The subject of stretching is probably one of the most debated within the running community. Stretching “will prevent injury and increase running performance”. We would like to think so but unfortunately there is a lack of hard and fast scientific evidence to support these views especially relating to prevention of injury. So should runners just forget about stretching and hope for the best? Certainly one view but maybe consider the following.

It is generally accepted that as runners it is important to develop flexibility. Flexibility can be defined as the ability to perform joint actions through a wide range of movement. The natural range of movement of each joint in the body is very individual taking into account the arrangement of tendons, ligaments, connective tissue and muscles. The limit to a joint’s range of movement is known as the end point.

Typically injuries can occur when a muscle or limb is forced beyond its normal limits i.e. beyond the end point. So by increasing a joint’s end point it may help runners. Restricted flexibility can lead to poor technique and hence performance. This is because muscles may have to work harder to overcome the resistance for an efficient stride length.

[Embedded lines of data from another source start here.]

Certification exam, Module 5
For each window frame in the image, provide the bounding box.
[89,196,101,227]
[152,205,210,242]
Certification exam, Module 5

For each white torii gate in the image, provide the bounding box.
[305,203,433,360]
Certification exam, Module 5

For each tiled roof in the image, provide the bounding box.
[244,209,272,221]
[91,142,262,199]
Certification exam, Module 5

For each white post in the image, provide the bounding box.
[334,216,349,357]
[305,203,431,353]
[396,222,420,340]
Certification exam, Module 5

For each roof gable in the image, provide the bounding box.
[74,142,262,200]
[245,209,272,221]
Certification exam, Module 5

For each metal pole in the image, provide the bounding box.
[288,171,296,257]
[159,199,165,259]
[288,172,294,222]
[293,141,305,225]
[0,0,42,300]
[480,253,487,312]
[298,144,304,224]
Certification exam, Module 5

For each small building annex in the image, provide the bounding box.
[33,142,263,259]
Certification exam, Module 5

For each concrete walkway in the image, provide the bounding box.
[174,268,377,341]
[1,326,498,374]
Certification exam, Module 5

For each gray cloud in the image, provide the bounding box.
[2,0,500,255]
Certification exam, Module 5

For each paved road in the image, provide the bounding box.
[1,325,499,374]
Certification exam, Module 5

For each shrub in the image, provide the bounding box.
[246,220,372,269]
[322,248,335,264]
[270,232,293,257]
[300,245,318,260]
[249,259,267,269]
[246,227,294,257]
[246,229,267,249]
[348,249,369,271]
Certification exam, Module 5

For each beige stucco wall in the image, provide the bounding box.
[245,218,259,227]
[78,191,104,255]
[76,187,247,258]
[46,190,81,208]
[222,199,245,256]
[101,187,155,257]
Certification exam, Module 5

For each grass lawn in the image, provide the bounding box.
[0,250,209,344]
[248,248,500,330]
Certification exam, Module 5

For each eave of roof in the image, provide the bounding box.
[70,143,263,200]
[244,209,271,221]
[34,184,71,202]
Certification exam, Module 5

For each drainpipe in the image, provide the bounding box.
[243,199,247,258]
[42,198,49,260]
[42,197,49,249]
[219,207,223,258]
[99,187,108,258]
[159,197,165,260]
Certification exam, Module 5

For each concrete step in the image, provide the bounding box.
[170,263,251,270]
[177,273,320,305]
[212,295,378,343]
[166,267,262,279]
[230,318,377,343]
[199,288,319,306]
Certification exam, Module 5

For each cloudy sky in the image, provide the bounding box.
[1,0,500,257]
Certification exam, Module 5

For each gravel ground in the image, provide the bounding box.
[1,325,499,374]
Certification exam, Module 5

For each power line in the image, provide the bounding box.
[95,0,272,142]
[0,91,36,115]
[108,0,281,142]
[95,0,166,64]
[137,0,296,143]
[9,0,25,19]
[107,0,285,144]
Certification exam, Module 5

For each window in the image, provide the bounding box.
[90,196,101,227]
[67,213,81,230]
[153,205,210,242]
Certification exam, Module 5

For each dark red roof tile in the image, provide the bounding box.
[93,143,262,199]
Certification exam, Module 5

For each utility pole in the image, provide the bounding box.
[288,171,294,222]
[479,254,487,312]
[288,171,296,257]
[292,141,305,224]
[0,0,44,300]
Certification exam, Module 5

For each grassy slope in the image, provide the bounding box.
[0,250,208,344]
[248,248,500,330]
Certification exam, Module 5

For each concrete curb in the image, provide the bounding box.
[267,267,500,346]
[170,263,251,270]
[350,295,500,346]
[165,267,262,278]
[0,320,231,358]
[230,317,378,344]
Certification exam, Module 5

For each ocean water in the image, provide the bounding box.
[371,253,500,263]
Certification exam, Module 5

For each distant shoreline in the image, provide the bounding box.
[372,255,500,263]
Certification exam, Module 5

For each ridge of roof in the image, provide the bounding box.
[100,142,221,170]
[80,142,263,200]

Runners should consider maintaining or increasing basic flexibility in 3 simple stages:

  1. During a warm up routine prior to exercise or a training session
  2. In a warm down, post exercise
  3. In static stretching post cool down/warm down

Some guidelines to consider in the various stages of maintaining/increasing basic flexibility:

Warm Up

  • Activity 1: Jog and gradually increase pace to running.
    Purpose: To increase the heart rate, blood circulation and warmth in the body.
  •  Activity 2: Series of dynamic mobilisation exercises focussed on the main muscle groups being used in the main session. These should be under the supervision of your coach and can include: high knees, butt kicks, walking lunges, side steps, skipping etc. as well as upper body exercises.
    Purpose: Prepare mind and body for the session ahead, activating the main muscle groups being used during the planned session.

Cool Down/Warm Down

  • Activity: Gentle aerobic activity (e.g. slow running)
    Purpose: To reduce heart rate, reduce body temperature and prepare the mind for relaxation.

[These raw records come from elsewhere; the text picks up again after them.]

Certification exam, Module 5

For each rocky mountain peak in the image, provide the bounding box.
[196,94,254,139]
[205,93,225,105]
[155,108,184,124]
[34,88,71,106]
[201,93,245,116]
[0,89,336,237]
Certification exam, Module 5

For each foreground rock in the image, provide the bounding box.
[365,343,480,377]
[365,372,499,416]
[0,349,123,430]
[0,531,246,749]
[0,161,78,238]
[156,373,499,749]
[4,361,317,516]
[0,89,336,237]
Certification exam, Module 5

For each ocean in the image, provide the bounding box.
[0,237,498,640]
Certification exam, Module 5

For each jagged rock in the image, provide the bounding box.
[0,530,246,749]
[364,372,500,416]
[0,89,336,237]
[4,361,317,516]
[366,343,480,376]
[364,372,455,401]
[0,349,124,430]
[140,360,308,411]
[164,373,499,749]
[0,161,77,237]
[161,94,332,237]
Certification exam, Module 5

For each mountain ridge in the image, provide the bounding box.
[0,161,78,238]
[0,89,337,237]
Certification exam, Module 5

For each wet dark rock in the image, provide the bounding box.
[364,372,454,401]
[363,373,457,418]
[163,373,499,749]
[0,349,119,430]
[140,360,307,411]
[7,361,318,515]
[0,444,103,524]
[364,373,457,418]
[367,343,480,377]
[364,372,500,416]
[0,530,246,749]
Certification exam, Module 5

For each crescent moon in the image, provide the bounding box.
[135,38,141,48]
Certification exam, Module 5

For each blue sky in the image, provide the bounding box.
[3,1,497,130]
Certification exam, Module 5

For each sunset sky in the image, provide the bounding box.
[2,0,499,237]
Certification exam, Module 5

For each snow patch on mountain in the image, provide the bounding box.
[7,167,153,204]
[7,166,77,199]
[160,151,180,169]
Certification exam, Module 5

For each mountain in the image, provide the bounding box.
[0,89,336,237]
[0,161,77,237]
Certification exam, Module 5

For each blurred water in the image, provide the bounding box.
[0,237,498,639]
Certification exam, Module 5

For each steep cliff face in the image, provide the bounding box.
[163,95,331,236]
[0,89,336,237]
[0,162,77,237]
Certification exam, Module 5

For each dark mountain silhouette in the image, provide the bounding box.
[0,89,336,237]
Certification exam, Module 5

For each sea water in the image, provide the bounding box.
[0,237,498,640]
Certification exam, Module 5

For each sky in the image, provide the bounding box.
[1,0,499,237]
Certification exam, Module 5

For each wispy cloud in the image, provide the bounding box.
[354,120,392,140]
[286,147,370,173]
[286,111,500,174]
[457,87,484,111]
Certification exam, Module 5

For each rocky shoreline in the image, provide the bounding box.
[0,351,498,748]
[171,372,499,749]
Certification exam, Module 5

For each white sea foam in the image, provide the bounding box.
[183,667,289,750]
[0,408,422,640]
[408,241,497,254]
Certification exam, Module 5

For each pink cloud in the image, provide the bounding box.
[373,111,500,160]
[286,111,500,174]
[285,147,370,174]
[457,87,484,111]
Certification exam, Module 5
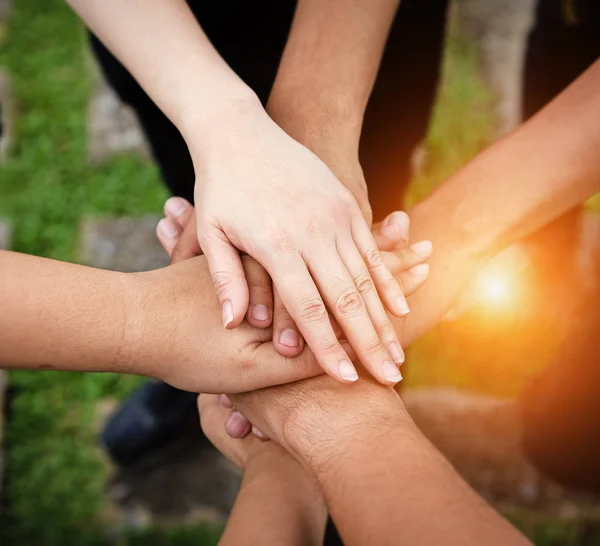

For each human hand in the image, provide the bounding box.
[197,393,279,470]
[189,108,410,385]
[121,256,322,394]
[158,197,432,363]
[229,372,412,473]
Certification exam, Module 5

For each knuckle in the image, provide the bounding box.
[211,270,237,298]
[363,337,384,356]
[381,273,401,292]
[353,271,375,296]
[319,338,343,357]
[363,247,384,270]
[298,297,328,323]
[335,288,363,316]
[306,219,322,240]
[267,227,296,255]
[374,317,395,338]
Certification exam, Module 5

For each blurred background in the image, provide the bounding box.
[0,0,599,544]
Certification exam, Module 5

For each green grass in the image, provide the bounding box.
[0,1,174,544]
[0,1,596,545]
[406,25,496,206]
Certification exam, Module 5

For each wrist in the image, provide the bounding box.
[283,386,412,473]
[267,84,363,152]
[177,85,265,158]
[267,88,371,224]
[115,270,171,380]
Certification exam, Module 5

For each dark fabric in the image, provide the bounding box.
[89,0,447,220]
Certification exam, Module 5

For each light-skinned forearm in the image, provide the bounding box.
[66,0,260,148]
[294,414,530,546]
[400,60,600,344]
[0,250,131,373]
[220,447,326,546]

  • Activity: Stretching (where the runner controls the movement). The exercises are done in the end position as a static exercise. A typical session for the lower body muscles would include stretches for: soleus/lower calf, calf, hamstrings, adductors, hip flexors, quadriceps as a minimum.
    Purpose: Stretch for 10-15 seconds to regain any range of movement lost during the session. Increase the duration to 30 seconds to extend the range of movement.

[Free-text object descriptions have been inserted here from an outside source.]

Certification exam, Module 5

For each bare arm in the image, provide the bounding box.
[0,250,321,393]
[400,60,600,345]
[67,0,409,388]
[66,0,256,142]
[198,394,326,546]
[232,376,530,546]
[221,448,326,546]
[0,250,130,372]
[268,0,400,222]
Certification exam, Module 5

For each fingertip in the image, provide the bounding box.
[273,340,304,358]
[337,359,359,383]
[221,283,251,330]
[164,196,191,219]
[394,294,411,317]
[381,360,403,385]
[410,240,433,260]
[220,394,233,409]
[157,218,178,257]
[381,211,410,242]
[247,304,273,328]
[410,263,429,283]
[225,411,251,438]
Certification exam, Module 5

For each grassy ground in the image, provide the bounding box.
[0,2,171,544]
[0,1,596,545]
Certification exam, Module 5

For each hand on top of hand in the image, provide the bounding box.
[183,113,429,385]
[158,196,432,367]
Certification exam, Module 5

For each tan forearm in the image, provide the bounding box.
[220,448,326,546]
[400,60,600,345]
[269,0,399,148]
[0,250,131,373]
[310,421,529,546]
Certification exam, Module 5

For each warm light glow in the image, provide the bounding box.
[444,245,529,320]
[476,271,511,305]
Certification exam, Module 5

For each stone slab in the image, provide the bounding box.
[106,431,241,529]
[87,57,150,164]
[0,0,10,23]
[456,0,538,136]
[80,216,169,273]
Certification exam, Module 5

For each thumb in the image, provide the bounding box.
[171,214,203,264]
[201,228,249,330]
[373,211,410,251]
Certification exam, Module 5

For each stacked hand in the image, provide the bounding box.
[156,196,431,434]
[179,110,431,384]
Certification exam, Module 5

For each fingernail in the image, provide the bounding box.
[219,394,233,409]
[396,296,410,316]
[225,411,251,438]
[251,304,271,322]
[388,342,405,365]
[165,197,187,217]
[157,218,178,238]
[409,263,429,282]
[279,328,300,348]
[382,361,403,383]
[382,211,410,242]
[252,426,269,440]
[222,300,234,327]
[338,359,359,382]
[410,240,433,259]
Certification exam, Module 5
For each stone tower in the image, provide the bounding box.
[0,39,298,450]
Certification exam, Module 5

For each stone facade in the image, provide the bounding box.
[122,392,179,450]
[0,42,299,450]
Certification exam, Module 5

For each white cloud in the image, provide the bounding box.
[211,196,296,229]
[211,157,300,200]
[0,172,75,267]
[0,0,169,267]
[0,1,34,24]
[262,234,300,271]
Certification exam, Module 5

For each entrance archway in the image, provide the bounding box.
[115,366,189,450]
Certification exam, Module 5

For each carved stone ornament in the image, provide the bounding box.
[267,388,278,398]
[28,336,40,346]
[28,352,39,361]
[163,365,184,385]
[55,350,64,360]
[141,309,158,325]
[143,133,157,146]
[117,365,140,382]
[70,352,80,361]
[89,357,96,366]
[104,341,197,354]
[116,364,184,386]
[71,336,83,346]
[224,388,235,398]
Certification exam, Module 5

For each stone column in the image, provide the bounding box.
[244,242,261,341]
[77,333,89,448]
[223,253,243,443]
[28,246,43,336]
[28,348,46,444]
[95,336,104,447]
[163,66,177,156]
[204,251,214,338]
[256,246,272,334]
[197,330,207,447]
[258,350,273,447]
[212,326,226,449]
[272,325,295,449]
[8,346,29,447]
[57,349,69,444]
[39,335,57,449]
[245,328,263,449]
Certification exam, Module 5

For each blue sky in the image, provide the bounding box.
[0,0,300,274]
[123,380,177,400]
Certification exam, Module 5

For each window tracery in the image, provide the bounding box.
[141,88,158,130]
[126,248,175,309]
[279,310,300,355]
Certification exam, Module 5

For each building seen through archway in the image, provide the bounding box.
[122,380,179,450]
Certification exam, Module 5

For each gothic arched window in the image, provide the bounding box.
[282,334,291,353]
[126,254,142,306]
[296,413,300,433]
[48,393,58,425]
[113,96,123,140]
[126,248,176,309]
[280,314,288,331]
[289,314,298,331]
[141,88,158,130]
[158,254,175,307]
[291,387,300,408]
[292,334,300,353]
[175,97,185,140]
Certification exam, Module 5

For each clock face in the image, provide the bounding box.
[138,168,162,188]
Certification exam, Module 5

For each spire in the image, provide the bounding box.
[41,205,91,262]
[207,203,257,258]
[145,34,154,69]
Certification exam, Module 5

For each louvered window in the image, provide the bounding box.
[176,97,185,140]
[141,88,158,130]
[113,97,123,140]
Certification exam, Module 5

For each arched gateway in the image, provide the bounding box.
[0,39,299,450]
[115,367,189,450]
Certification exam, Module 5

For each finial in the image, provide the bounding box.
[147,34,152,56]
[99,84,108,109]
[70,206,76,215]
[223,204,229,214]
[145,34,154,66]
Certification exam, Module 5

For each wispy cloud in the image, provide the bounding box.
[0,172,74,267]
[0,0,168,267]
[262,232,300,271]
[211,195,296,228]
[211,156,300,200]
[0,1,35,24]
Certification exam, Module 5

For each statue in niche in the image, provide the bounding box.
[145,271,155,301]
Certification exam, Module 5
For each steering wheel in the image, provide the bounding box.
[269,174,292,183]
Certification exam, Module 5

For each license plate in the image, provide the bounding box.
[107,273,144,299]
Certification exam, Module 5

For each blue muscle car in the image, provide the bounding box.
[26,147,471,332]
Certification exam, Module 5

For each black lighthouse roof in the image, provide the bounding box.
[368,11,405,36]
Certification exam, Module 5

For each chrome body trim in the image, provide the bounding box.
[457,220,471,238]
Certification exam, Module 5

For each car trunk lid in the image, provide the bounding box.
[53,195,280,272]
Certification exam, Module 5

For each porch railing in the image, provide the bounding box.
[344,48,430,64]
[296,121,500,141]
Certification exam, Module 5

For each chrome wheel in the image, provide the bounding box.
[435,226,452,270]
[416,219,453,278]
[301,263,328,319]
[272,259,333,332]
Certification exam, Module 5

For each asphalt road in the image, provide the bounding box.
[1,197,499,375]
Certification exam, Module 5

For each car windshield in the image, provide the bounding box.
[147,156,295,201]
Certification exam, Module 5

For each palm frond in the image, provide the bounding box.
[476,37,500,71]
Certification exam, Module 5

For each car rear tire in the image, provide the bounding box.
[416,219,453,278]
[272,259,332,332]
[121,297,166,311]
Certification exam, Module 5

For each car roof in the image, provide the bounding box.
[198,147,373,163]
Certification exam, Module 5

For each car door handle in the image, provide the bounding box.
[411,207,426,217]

It should be noted that often for practical purposes runners compromise their stretching by performing most of the exercises in a standing position. Many experts in this field suggest sitting or lying down is the preferred position for stretching. This works well in a gym or on a track during the summer but not practical outdoors during the autumn and winter months.

To significantly increase flexibility it would be necessary to engage in a separate long term programme under expert tuition and supervision. Many of these programmes will include passive stretching whereby the athlete goes into the end position and a partner (often an instructor) progressively applies pressure. The athlete can concentrate on relaxing the muscles being stretched. This type of stretching can produce major improvements in the range of movement providing the person involved in controlling the stretching is skilled.